Selain itu, ditetapkannya posisi Polri di bawah Presiden pada Pasal 8 (1) dalam UU No 2/2002 tanpa "pengikat" (sanksi) yang jelas, jika organ polisi digunakan sebagai alat kepentingan politik presiden juga dapat mengganggu netralitasnya dalam menjalankan tugas. Demikian pula ketentuan Pasal 11 (1) yang mengatur pengangkatan dan pemberhentian Kapolri lewat persetujuan DPR, bisa menjadi peluang politisasi polisi dan merangsang elite polisi jauh-jauh hari sudah mulai mendekati partai politik tertentu untuk memuluskan kariernya. Efek sampingnya adalah timbul semacam faksi-faksi atau patron-patron dalam pengembangan karier sehingga persaingan pun berlangsung tidak sehat (tidak mandiri).
Kekuasaan besar yang diamanahkan kepada Polri sebagaimana diatur pada Pasal 15, Pasal 16, Pasal 17, dan Pasal 18 tanpa disertai pengawasan yang kuat dan pemberian sanksi yang tegas atas pelanggarannya berpengaruh pula terhadap netralitas kepolisian.
Kekuasaan besar polisi itu bisa merangsang individu atau golongan untuk mendekatinya sebagai upaya menjaga relasi untuk pengamanan diri (safety first).

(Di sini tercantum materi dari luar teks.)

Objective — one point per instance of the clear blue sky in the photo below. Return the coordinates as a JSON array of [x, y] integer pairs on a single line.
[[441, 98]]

Apalagi, dalam UU No 2/2002 tidak dirumuskan secara tegas mekanisme pertanggungjawaban polisi sebagai institusi. Apakah polisi bertanggung jawab kepada Presiden, kepada elite politik di parlemen, atau kepada publik? Meskipun pada Pasal 11 Ayat (1) dinyatakan, pengangkatan dan pemberhentian Kapolri dilakukan oleh Presiden dengan persetujuan DPR, pasal ini tak secara tegas mengatur pertanggungjawaban institusional (Makmur Keliat, 2005).
Netralitas polisi juga dipengaruhi sistem anggaran yang diatur dalam UU No 2/2002. Dalam undang-undang itu tidak dirumuskan secara jelas (dalam satu pasal) pendanaan APBN untuk tugas-tugas kepolisian. Demikian pula tidak ada satu pun pasal yang mengatur bagi setiap anggota kepolisian berhak untuk memperoleh penghasilan yang layak sesuai dengan beban tugasnya dan dibiayai dari anggaran yang bersumber dari APBN. Hanya Pasal 26 Ayat (1) menyebutkan bahwa setiap anggota Polri memperoleh gaji dan hak-hak lainnya yang adil dan layak, sedangkan dari mana sumbernya tidak jelas (Sri Yunanto, 2005).
Ketidakjelasan aturan itu seolah memberi peluang bagi polisi mendapatkan sumber dana yang berasal dari masyarakat (terutama pengusaha) dengan alasan karena kekurangan biaya operasional yang sering disebut dengan istilah "parman" (partisipasi teman). Adanya peluang dalam undang-undang untuk mendapatkan pendanaan dari sumber-sumber non-negara jelas merusak netralitas kepolisian. Dalam jangka panjang keamanan akan menjadi masalah yang sangat serius, yaitu warga yang memperoleh rasa aman adalah warga yang dapat membayar polisi.
Polisi bukan politisi
Kepolisian di negara demokrasi diidentifikasikan sebagai lembaga yang berkaitan dengan penegakan hukum dan ketertiban masyarakat. Dilema yang melekat pada fungsi ini adalah ciri arcanum aksi kepolisian, di mana ia bekerja pada ruang privat, tetapi menimbulkan efek pada ruang publik. Aksi kepolisian dalam mengelola kekuasaan yang diberikan sangat mungkin menghilangkan rasa aman seseorang atau sekelompok orang. Inilah yang menimbulkan kesan terhadap kepolisian sebagai "alat kekuasaan".